Scuttling the Ship of State to appease climate activists



Imagine you are travelling on the safest, most powerful ocean liner in the world. One day, the captain announces, “We are approaching a severe storm so we’re scuttling the ship. Man the lifeboats!”
A deck-hand explains to the incredulous passengers, “The Captain believes that big vessels like ours are causing an increase in ocean storms. So we must sink the ship!” Hours later, the crew assure frightened passengers huddled in lifeboats, “A smaller ship is due in a few days.

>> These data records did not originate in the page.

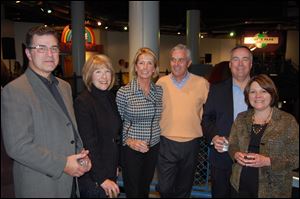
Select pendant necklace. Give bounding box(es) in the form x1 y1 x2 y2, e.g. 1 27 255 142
252 109 273 134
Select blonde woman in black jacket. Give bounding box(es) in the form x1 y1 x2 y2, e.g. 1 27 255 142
74 55 122 198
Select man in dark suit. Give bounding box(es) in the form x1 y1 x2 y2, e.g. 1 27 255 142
202 46 253 198
1 26 91 198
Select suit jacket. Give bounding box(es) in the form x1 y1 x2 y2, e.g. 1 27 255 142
229 107 299 198
74 85 122 189
202 78 234 169
1 69 82 198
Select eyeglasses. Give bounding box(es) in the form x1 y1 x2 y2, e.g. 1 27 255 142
171 57 187 63
27 45 59 53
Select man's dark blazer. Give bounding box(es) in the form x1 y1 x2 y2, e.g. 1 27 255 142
202 78 234 169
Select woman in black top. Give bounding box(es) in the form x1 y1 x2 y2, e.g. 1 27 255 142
74 55 122 198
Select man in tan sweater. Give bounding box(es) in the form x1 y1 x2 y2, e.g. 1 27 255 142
157 44 209 198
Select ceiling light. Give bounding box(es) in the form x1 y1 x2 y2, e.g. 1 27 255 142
229 31 235 37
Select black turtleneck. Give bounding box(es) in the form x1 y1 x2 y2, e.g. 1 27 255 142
74 86 122 186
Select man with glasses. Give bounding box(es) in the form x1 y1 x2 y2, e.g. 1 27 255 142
157 44 209 198
1 26 91 198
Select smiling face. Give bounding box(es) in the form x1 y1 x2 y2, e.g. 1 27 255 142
25 34 59 78
92 66 112 91
170 49 192 81
135 54 155 79
248 81 272 111
229 48 252 81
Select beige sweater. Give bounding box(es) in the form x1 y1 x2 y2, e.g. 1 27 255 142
157 74 209 142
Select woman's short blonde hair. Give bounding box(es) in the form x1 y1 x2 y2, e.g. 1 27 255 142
82 54 115 91
130 47 159 78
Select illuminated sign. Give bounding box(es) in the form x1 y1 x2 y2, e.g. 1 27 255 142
244 33 279 48
61 26 96 45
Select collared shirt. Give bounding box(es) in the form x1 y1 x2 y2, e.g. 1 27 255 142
30 68 79 149
170 71 190 89
232 81 248 120
116 79 163 146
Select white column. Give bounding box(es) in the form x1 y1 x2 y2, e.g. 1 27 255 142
71 1 85 94
129 1 160 80
186 10 200 64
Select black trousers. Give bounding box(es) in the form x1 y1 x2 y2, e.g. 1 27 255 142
157 136 200 198
211 166 231 198
122 144 159 198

We’ll be fine as long as a real storm doesn’t blow up.” In his State of the Union Address, President Barack Obama demonstrated that, like scuttling the best ship in the fleet to control the weather, he too is risking America’s prosperity with irrational climate and energy policies. If it were actually true that “Heat waves, droughts, wildfires, floods – all are now more frequent and intense”, as the President said in his address, then he should be boosting the most affordable and reliable energy sources to prepare for and cope with these hazards. After all, we would need more electricity to handle greater demands for air conditioning and heating. More power would be required to irrigate lands, build dikes, strengthen public infrastructure and relocate populations living on flood plains or at risk from tornadoes and hurricanes.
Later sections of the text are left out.